# Making Giant Pumpkins



## Holyhabanero (Aug 9, 2007)

Does anyone here have experience/ideas on how to make giant pumpkins? I'm thinking something similar to these pictures from harry Potter & the Prisoner of Azkaban:

















I'd like to make something like these to use in my yard, but I haven't the foggiest idea where to even start.


----------



## Darkside (Aug 6, 2007)

2 ideas off the top of my head are carved styro foam or a frame wrapped in chicken wire covered in mache or monster mud.


----------



## Darkside (Aug 6, 2007)

This is on I carved from Styro last year, It is about 3 to 31/2 feet tall.


----------



## Holyhabanero (Aug 9, 2007)

Darkside said:


> 2 ideas off the top of my head are carved styro foam or a frame wrapped in chicken wire covered in mache or monster mud.


I'm still a newbie, so excuse my ignorance, but if I used monster mud, would the weight of a giant pumpkin be too much to carry or is it relatively lightweight?


----------



## Darkside (Aug 6, 2007)

Yeah, I guess it would have some weight to it, but that is probably the way I would go. espacially when you think about, you are only gonna lug em out once a year.
just my 2 cents.


----------



## Holyhabanero (Aug 9, 2007)

Darkside said:


> Yeah, I guess it would have some weight to it, but that is probably the way I would go. espacially when you think about, you are only gonna lug em out once a year.
> just my 2 cents.


Good point. That would probably make them harder to steal as well.


----------



## Sickie Ickie (Jun 20, 2006)

Of course there are REAL giant pumpkins. I wonder how much it would cost in the longrun to make a mold of a real one and just cast it over and over and over?


----------



## bourno (Jan 21, 2006)

I got some 4 foot beach balls that I had planned on papermache, but I haven't gotten around to it yet and have no idea how much paper or time it would take. I also thought about just doing a quick, non-professional fiberglass of the balls too and just paint the indentions as from a distance I don't think a person would be able to tell that it was completely round.


----------



## Revenant (Mar 17, 2007)

Sickie -- I think the cost of the mold would be more than the cost of making the prop itself. And it would take up a lot of room. But... if you got the attic space and you're good with fiberglass layup, hey go for it... you might be able to offset the cost selling giant fake pumpkin props.


----------



## Revenant (Mar 17, 2007)

bourno said:


> I got some 4 foot beach balls that I had planned on papermache, but I haven't gotten around to it yet and have no idea how much paper or time it would take. I also thought about just doing a quick, non-professional fiberglass of the balls too and just paint the indentions as from a distance I don't think a person would be able to tell that it was completely round.

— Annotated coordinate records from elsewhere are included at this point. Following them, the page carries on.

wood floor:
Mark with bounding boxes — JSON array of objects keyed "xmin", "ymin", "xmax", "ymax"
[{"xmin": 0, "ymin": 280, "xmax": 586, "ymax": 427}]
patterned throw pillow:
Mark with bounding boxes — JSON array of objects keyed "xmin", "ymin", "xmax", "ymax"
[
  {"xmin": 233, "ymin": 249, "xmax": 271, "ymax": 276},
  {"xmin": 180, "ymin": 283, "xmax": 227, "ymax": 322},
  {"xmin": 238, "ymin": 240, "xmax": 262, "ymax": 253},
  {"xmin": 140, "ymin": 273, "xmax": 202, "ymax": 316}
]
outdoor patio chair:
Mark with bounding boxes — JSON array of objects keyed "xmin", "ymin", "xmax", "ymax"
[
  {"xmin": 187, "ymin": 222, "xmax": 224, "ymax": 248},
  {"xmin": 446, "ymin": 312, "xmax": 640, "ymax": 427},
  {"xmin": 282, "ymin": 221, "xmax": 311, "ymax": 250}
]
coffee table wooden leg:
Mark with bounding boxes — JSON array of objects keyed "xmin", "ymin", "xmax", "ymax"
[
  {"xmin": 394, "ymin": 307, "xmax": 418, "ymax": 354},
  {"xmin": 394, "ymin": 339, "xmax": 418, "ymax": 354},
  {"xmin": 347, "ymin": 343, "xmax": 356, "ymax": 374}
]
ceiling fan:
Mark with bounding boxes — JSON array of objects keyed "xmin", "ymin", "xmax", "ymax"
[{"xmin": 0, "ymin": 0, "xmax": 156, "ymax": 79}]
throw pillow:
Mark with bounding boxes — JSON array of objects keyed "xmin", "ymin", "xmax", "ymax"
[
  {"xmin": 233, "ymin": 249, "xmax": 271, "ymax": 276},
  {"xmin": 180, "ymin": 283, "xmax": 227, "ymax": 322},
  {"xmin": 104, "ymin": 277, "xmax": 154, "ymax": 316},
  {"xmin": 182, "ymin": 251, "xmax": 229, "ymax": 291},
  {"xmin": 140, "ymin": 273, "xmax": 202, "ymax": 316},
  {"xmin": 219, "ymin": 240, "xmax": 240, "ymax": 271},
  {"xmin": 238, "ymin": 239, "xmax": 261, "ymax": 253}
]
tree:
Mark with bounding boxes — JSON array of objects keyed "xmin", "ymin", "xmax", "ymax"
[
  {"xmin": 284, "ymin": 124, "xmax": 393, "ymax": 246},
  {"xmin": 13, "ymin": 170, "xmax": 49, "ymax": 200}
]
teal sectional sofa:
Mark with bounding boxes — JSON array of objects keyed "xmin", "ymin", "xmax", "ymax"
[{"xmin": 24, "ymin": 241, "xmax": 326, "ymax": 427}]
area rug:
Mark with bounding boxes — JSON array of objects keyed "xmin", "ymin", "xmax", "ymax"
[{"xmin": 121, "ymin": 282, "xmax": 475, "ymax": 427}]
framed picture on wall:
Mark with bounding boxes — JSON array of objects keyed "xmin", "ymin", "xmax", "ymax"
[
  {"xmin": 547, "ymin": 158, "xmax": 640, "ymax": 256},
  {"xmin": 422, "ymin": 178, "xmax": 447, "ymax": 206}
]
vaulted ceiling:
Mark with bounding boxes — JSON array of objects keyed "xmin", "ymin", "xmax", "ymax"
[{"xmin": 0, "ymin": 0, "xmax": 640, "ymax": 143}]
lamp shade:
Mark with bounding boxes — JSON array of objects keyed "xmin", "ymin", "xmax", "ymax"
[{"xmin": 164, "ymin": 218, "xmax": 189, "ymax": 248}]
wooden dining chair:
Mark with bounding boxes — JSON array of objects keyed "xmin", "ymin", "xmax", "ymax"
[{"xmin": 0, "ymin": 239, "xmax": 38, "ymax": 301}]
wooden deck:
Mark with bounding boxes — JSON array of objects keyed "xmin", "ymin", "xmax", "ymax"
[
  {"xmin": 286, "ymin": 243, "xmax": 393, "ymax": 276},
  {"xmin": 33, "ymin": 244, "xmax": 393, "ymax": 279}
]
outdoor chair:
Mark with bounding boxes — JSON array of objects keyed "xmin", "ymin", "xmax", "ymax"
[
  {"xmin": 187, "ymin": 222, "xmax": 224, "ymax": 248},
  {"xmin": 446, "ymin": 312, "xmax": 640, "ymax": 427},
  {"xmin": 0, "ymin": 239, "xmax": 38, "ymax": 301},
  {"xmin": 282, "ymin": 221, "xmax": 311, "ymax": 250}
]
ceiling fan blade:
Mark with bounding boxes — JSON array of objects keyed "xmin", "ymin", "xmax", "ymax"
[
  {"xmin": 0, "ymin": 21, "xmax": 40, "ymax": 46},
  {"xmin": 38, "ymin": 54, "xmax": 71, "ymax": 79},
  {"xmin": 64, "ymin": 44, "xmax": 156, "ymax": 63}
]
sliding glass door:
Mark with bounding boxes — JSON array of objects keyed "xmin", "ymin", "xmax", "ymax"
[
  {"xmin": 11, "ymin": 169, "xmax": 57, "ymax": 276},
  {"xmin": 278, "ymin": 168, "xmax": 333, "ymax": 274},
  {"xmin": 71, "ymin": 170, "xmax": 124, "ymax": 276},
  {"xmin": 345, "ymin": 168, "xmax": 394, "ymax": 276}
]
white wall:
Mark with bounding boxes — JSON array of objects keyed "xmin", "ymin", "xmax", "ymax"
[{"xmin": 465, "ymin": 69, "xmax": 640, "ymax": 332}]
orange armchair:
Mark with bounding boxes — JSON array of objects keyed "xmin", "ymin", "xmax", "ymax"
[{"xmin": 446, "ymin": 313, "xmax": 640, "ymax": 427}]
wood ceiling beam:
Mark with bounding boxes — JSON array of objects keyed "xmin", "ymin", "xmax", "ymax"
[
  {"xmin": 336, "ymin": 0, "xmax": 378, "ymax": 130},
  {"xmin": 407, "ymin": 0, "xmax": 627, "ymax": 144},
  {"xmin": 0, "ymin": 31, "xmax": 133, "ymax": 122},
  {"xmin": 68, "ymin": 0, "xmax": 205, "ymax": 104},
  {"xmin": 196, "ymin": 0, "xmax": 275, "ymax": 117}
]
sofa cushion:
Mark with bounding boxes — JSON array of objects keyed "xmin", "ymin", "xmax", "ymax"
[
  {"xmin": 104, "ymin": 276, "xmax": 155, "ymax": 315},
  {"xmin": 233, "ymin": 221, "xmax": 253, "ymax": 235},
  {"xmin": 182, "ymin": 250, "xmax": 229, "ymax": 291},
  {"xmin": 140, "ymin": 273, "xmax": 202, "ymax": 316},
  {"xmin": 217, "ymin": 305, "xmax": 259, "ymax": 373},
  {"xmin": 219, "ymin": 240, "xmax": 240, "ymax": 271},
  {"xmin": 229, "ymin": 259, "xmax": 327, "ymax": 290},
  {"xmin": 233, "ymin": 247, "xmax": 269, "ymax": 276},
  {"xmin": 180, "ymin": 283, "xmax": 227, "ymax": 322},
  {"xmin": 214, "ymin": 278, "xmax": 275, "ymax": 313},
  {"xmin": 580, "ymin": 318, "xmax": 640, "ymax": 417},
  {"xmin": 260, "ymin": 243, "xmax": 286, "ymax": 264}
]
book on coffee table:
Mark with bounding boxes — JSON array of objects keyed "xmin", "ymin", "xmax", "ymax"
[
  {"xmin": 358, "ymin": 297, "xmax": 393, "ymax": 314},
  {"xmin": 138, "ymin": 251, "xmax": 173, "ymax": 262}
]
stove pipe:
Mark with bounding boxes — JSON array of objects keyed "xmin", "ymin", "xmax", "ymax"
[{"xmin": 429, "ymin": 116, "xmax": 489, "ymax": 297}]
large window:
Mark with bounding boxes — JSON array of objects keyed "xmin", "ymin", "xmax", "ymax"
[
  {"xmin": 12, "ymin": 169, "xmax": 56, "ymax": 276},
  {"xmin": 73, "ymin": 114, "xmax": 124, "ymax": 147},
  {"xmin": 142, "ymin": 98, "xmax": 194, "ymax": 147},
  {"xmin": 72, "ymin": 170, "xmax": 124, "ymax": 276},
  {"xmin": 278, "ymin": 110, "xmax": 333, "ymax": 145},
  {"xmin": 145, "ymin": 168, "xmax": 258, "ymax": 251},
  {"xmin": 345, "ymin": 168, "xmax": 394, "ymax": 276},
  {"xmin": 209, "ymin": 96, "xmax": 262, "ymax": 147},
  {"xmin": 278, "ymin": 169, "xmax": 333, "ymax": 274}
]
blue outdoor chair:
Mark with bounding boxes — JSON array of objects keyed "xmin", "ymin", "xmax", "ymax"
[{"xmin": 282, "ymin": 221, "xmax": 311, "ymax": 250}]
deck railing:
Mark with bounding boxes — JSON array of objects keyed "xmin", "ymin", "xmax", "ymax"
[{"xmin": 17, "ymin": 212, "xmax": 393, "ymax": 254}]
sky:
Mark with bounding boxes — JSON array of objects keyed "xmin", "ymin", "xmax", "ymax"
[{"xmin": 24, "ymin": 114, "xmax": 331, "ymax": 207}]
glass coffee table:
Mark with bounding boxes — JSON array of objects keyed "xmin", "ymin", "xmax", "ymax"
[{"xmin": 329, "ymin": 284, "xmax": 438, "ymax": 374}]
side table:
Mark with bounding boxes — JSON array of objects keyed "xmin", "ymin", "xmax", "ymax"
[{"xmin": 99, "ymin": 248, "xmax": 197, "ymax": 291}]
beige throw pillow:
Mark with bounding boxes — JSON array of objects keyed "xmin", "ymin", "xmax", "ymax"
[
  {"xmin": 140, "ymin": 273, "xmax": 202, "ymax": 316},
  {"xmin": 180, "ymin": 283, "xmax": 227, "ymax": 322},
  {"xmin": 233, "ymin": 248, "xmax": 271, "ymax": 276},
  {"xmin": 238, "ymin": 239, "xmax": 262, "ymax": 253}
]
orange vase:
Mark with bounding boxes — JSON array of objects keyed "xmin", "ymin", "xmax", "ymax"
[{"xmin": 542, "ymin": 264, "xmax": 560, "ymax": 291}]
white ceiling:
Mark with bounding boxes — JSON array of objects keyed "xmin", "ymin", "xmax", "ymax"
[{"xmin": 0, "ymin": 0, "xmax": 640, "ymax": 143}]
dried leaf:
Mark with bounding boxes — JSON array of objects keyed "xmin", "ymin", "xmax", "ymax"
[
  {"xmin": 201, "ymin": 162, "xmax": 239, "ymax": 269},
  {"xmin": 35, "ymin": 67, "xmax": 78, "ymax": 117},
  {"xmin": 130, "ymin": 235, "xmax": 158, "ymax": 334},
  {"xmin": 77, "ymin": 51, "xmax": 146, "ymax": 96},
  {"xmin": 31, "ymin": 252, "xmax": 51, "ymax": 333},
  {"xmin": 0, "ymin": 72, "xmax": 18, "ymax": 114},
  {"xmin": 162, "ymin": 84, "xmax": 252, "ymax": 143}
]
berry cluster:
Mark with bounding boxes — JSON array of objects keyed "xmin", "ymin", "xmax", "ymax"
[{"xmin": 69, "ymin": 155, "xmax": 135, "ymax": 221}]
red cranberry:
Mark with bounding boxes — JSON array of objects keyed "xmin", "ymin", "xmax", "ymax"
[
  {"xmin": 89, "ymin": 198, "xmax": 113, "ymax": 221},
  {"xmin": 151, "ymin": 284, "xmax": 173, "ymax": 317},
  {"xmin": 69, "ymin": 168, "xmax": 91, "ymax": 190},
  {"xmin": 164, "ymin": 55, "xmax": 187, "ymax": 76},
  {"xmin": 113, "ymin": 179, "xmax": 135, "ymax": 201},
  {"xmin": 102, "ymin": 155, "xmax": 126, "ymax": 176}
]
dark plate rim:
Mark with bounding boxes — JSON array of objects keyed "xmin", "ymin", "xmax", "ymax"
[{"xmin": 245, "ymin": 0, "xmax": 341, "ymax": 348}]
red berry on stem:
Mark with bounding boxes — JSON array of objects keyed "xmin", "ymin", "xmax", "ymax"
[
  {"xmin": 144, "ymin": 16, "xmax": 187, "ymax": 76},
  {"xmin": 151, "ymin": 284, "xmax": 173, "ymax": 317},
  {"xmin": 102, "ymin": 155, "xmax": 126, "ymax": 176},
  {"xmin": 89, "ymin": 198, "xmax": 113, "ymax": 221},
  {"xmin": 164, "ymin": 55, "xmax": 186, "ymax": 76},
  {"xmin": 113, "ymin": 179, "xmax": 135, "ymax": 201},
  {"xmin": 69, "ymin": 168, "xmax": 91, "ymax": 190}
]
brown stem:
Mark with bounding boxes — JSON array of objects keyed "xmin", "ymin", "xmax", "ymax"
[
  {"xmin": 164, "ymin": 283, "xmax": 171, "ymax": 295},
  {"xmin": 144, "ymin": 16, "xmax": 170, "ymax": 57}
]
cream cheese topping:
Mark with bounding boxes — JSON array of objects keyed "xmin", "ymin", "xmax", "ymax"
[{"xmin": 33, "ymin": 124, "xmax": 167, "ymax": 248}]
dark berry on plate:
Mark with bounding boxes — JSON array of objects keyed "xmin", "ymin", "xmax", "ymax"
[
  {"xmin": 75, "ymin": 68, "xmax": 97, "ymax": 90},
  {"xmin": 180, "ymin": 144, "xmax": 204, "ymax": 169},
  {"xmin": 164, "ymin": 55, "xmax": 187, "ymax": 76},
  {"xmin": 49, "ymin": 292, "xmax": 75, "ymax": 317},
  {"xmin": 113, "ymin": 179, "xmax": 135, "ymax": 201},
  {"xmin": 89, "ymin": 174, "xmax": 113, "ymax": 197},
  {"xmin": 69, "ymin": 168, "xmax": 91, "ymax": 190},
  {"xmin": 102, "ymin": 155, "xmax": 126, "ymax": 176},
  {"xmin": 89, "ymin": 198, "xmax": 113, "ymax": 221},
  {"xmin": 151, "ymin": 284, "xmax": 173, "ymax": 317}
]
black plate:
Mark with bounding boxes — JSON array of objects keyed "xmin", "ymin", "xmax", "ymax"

If you first deflated the beachballs some and tied loops of string around them and re-inflated them, they'd have indentations. And you could maybe put a weight on top in the center to squish it down some to make it shaped more...um... pumpkiny. :jol:


----------



## ScareFX (Aug 18, 2004)

This is the biggest I've run across. From HauntedOverload.














































More photos here:
http://www.hauntedoverload.com/Photo/2006/setup/2006sphoto.htm

Details on the build can be found here:
http://www.terrorsyndicate.com/methodz/viewtopic.php?t=183


----------



## Holyhabanero (Aug 9, 2007)

I saw a link to 



 on a sports message board, and in it there is a mascot being destroyed. Just towards the end, you can see that they made this statue out of layered styrofoam boards, which must have been glued together and obviously cut to shape then molded and painted. I'm thinking this may be a fairly cheap and easy way to go, not to mention lightweight.


----------



## Holyhabanero (Aug 9, 2007)

Holy Hades FX, that is one huge pumpkin. Thanks for the link.


----------



## turtle2778 (Jul 9, 2006)

okay now what the hell is that HUGE pumpkin made of???? THAT is just cool.


----------



## ScareFX (Aug 18, 2004)

turtle2778 said:


> okay now what the hell is that HUGE pumpkin made of???? THAT is just cool.


According to the builder, the frame is made of electrical conduit and chicken wire.

It was then covered with cheese cloth and he had a sprayfoam insulation company spray it 8 inches thick.


----------



## Daphne (Oct 18, 2006)

Whoa! That pumpkin is awesome but it is just the tip of the iceburg. Those people have some seriously enormous and impressive props. My yard looks like I created it in miniature compared to that stuff! Their props are amazing.

Talk about trying to find somewhere to store a few decorations!!


----------



## Sickie Ickie (Jun 20, 2006)

Revenant said:


> Sickie -- I think the cost of the mold would be more than the cost of making the prop itself. And it would take up a lot of room. But... if you got the attic space and you're good with fiberglass layup, hey go for it... you might be able to offset the cost selling giant fake pumpkin props.


You read my mind Rev.


----------



## Sickie Ickie (Jun 20, 2006)

ScareFX said:


> This is the biggest I've run across. From HauntedOverload.
> 
> Details on the build can be found here:
> http://www.terrorsyndicate.com/methodz/viewtopic.php?t=183


You have to be a forum member.


----------



## MacabreManor (Jul 23, 2007)

I'm not sure what happened over at terrorsundicate. I haven't been able to log in lately and it seemd they have a few old boards spread throughout the net. Nevertheless that pumpkin is awesome!


----------



## Lilly (Jun 13, 2006)

Well Sickie you can always join MOM there's alot of us over there also.
I haven't had any prob logging in Macabre...hmm

that is one giant punkin for sure..he must have a pole barn to store that.


----------



## slimy (Jul 12, 2006)

I thought MY storage issues were bad. 

That thing is awesome.


----------